Thomas, Christal, BSN, RN, CNML

AJN The American Journal of Nursing: August 2018 - Volume 118 - Issue 8 - p 13
doi: 10.1097/01.NAJ.0000544144.94005.2a
Letters, etc

Christal Thomas, BSN, RN, CNML

Temple, TX

Maureen Shawn Kennedy's statement that “watchfulness is one of nurses’ most valuable skills” resonated with me. In order for nurses to be watchful, they have to be present. Sitting and engaging in conversation with a patient initiates a relationship, conveys a sense of sincere caring, and facilitates a connection between the patient and nurse. But nurses rarely have time to do this.
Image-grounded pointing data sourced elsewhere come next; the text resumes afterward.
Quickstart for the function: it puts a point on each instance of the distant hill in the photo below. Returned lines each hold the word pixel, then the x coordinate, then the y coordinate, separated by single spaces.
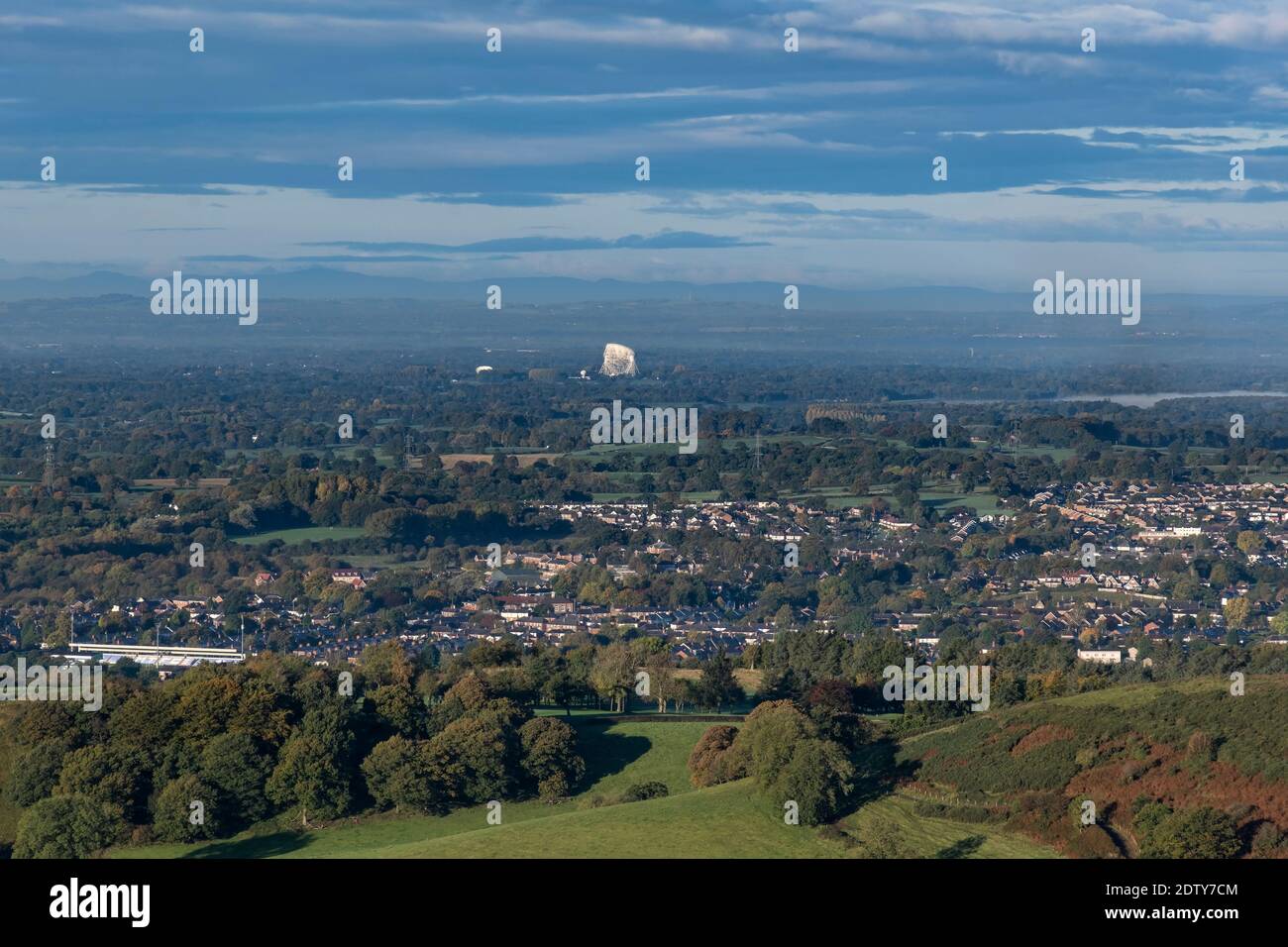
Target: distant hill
pixel 330 282
pixel 1188 746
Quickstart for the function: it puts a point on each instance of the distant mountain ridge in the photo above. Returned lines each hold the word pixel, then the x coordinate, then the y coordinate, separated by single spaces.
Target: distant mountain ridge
pixel 327 282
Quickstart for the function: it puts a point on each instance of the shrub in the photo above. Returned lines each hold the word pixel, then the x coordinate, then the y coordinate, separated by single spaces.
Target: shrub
pixel 707 761
pixel 644 789
pixel 816 777
pixel 1193 834
pixel 178 819
pixel 68 826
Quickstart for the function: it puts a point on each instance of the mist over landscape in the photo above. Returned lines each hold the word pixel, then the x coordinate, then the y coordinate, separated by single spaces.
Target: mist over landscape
pixel 537 431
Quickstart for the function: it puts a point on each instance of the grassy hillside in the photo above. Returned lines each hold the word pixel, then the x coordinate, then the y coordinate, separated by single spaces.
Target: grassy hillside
pixel 1186 746
pixel 729 821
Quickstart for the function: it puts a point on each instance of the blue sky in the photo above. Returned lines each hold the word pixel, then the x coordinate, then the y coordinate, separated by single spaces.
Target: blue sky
pixel 809 167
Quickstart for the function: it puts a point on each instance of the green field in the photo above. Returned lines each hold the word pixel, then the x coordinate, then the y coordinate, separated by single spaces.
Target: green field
pixel 303 534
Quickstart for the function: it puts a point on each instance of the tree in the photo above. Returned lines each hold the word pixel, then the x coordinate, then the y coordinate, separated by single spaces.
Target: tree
pixel 550 758
pixel 110 774
pixel 1236 611
pixel 476 758
pixel 613 674
pixel 707 761
pixel 717 685
pixel 664 685
pixel 399 774
pixel 67 826
pixel 235 767
pixel 310 776
pixel 1203 832
pixel 816 777
pixel 1249 541
pixel 178 819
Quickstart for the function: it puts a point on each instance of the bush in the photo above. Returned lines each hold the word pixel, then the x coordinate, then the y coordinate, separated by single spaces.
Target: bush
pixel 1194 834
pixel 816 777
pixel 69 826
pixel 175 817
pixel 550 758
pixel 1267 840
pixel 644 789
pixel 707 764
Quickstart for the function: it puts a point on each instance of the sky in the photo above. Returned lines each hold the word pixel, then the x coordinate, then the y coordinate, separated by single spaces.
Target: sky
pixel 810 166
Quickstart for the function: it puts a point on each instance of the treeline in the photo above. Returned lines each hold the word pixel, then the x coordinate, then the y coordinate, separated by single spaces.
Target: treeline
pixel 220 749
pixel 804 757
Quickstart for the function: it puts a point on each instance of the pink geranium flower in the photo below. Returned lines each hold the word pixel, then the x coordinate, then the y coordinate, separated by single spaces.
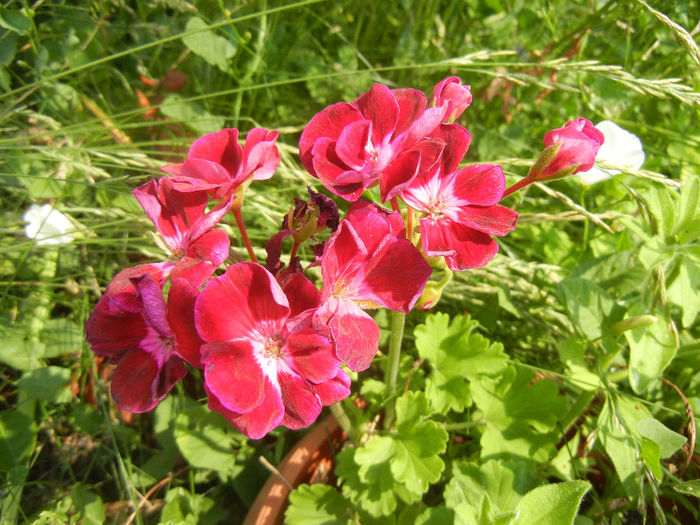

Patient satisfaction is the golden goose of health care, and often the burden of improving satisfaction scores is placed on nursing. Many strategies to improve patient satisfaction have been employed nationwide. Senior leader rounding is a popular strategy, but I feel the focus should be on the nurses instead of the leaders. The way to determine what patients want is to spend quality time developing positive interpersonal relationships with them. If we do not take the time to talk, how do we know what they expect?

Instead of senior leaders rounding, I propose that they create a work environment that allots time for nurses to be present at the bedside. Leaders should work to promote safe staffing ratios, safe and equitable assignments, teamwork, and an environment that is committed to personalized patient care.